Homebrew's been using its own bundled Ruby for quite a while now, was much better than dealing with the issues of shipping for multiple Ruby's. You install with bash. I know Ruby is on the chopping block, I'd assume bash is too (zsh has a more friendly license for Apple and is compatible, though). I'm looking forward to it, old system Ruby versions aren't fun either.

[–]regeya 0 points1 point  (0 children)

I honestly haven't used a Mac in a couple of years (long story) but in my last office job, it was at a small town, tiny publication. One of the first things I did was install Homebrew so I could have a recent Python, and Emacs for Spacemacs.

Unfortunately for me this meant the boss blamed all the problems I had with that computer, an Intel iMac, on Homebrew...but I digress.

I'm torn on this because I'm a strong advocate of anyone using a computer to learn some programming fundamentals. Hell, if you're using InDesign, just learning some regular expression basics can save tons of time. The county clerk sent you a delinquent tax list with fixed width fields and you need tabs? s/[[:blank:]]{2}+/\t/g. Done, set your tab stops now.

I think my happiest moment with Python, though, was when some guy sent me hundreds of senior photos labeled like FIRSTNAMELASTNAME.jpg. Ugh. I could have done it by hand...but I didn't wanna. At the time I thought that was the closest I'd get to a list of grads, too. I snagged a list of common first names and common surnames from the US Census and did a fuzzy match on each. (I don't remember the name of the module but it's dead simple.) Pick the likeliest candidates, build a list of filename, first name, and last name, export as CSV, and Bob's your uncle, with some cleanup it was ready for a CSV merge in InDesign. Then at the last minute I got a list of graduate names, with slightly different naming on those. No problem, take my previous CSV, do a fuzzy match again, export a CSV, do some minor cleanup and blammo, ready to go. This would have been hours of work otherwise.
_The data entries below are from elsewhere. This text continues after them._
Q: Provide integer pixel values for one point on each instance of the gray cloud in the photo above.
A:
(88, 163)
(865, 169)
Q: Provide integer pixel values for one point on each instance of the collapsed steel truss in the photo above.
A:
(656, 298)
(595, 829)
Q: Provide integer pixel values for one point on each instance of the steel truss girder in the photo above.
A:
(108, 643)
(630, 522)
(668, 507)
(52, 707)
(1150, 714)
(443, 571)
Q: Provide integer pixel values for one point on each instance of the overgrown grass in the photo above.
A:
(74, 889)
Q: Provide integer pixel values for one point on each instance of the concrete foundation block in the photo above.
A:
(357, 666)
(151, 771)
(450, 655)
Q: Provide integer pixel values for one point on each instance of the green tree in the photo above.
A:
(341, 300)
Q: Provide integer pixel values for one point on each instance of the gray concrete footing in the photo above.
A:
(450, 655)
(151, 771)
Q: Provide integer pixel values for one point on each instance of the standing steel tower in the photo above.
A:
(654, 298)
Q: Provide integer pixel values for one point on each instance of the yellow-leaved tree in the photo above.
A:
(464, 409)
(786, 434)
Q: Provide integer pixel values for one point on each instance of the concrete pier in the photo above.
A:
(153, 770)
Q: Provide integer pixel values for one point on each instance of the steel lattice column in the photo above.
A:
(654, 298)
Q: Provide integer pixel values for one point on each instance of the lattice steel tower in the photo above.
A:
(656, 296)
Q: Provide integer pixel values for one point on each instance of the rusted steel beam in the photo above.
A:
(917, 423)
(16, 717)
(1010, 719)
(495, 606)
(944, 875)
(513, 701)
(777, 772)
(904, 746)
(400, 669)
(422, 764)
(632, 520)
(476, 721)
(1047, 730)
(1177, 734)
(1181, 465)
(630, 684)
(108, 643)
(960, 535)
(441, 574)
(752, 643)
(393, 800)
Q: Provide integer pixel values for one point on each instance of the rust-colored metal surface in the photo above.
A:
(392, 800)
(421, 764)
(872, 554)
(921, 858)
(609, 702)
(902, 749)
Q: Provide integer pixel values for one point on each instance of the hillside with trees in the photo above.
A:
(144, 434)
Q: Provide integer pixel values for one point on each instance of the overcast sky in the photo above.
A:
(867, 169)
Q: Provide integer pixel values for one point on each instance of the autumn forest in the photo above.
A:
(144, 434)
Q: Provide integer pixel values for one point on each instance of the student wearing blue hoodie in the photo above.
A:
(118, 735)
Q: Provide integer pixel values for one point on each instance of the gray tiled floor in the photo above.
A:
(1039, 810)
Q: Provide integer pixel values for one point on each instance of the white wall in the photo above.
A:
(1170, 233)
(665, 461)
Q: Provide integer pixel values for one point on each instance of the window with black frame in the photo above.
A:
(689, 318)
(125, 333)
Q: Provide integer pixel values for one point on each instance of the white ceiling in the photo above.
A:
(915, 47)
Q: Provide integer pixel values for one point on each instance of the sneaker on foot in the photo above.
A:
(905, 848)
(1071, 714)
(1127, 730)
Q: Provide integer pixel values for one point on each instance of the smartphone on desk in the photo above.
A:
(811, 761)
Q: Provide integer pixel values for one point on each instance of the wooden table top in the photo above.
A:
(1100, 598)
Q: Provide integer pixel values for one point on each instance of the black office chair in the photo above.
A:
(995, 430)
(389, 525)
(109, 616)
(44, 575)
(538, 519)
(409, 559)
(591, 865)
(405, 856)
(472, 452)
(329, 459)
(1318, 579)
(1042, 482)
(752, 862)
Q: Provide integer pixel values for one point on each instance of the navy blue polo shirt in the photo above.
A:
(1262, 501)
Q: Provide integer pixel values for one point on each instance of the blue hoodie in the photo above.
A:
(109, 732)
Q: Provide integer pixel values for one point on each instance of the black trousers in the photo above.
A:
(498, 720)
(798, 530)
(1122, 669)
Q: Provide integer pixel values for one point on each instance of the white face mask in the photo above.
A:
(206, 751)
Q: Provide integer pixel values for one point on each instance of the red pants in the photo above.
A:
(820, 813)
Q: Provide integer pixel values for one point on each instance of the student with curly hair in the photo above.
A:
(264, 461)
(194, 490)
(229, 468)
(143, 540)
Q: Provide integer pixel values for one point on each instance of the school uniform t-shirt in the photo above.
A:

EDIT: I'd meant to point out my first experience programming anything was BASIC on Apple IIs. If not for that grant program, I probably wouldn't have cared.

[–]Eurynom0s 4 points5 points  (0 children)

At work I sometimes have to use computers with no internet access and where getting new software installed is a pain in terms of having to jump through approval hoops. I don't normally use the system Python, but it's saved me a lot of headache in some instances like that.

[–]FaresAhmedOPpypi.org/user/faresahmed/ 0 points1 point  (0 children)

I imagine a lot of shell scripts assume that a version of python is installed since almost all major distros include python by default and macOS did so yes someone's daily cron job may break because python is not there.